Meditation also can begin with emptying the mind.  One would not try too hard; anything that enters the mind while meditating should be remarked upon then discarded, as if “moving on.”  It is important not to try, because trying involves effort, and the effort itself interferes with relaxation.  Calm is achieved in part through simply relaxing.  Once the mind is emptied in this way, single thoughts that arise can be  more easily dealt with.  One can acknowledge that a thought is a symptom of the mind’s clinging to the senses, and classify a thought as to whether it means one is obsessing about something in particular.  Why would this thought come up now?

Meditation is broadly classified into two forms: open and directed.  In directed meditation, one focuses on something or concentrates on a single thought.  In open meditation, one simply monitors all thoughts that enter the mind, dismissing them one by one and returning to an empty, mindful/mindless state.  You might say that open meditation steadies and calms you, while directed meditation allows you to achieve insight.  You can use both forms, either sequentially or all at once.

When one meditates, the brain often enters a state easily recognized on the EEG (electroencephalogram, a recording of the brain’s electrical activity obtained with electrodes attached to the scalp.)  A rhythm called the alpha rhythm appears, a slow 8-12 beats per second wave.  This differs from the rhythm seen when one is thinking about something, when there are no visible waves.  According to brainworksneurotheraphy.com, “Alpha brainwaves are dominant during quietly flowing thoughts, and in some meditative states. Alpha is ‘the power of now’, being here, in the present. Alpha is the resting state for the brain. Alpha waves aid overall mental coordination, calmness, alertness, mind/body integration and learning.”

The practice of meditation has been the subject of scientific research for quite some time.  It is attractive especially because it would seem to provide some therapeutic effects for pain, depression, anxiety, drug addiction, antisocial behavior, etc.  However, research has not been able to clearly establish whether the benefits of meditation can be separated from the social activities associated with teaching the practice.  Nonetheless, it seems to provide some pain relief and, in a 2017 systematic review it was found to help “improve positive prosocial emotions and behaviors.” (Luberto, Christina M.; Shinday, Nina; Song, Rhayun; Philpotts, Lisa L.; Park, Elyse R.; Fricchione, Gregory L.; Yeh, Gloria Y. (2017): “A Systematic Review and Meta-analysis of the Effects of Meditation on Empathy, Compassion, and Prosocial Behaviors”. Mindfulness. 9 (3): 708–24. doi:10.1007/s12671-017-0841-8. PMC 6081743. PMID 30100929).

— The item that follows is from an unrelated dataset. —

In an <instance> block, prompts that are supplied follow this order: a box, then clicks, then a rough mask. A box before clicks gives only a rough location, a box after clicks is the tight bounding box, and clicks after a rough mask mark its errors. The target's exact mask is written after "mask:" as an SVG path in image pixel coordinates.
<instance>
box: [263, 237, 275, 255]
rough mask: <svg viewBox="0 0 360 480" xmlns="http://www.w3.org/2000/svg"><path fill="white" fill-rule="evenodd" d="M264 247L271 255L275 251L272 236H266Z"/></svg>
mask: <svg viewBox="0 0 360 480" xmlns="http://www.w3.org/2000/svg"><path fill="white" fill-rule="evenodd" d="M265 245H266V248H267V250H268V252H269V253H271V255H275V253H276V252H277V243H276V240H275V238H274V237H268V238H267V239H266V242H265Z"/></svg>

There are also potential negative effects of meditation.  In one criticism, the practice is felt to enhance narcissism– this is true but also highly reductive or simplistic.  Meditating in a deconstructive fashion (for example) may result in anxiety, fear, depersonalization, or distorted perceptions.  “Unwholesome or frightening visions” are also mentioned as to be expected, in a Theravada Buddhism practical manual on vipassana meditation (Vörös, Sebastjan (2016). “Sitting with the Demons – Mindfulness, Suffering, and Existential Transformation”. Asian Studies. 4 (2): 59–83. doi:10.4312/as.2016.4.2.59-83).

Nonetheless, meditation is a highly effective means of, at least temporarily, obtaining calmness and even insight.  See also the Wikipedia article on “meditation” for considerable details on the history and prevalence of meditation in various religions and for therapeutic purposes.  From a traditional point of view, see “What is Meditation” by Shiva Shakti Yoga.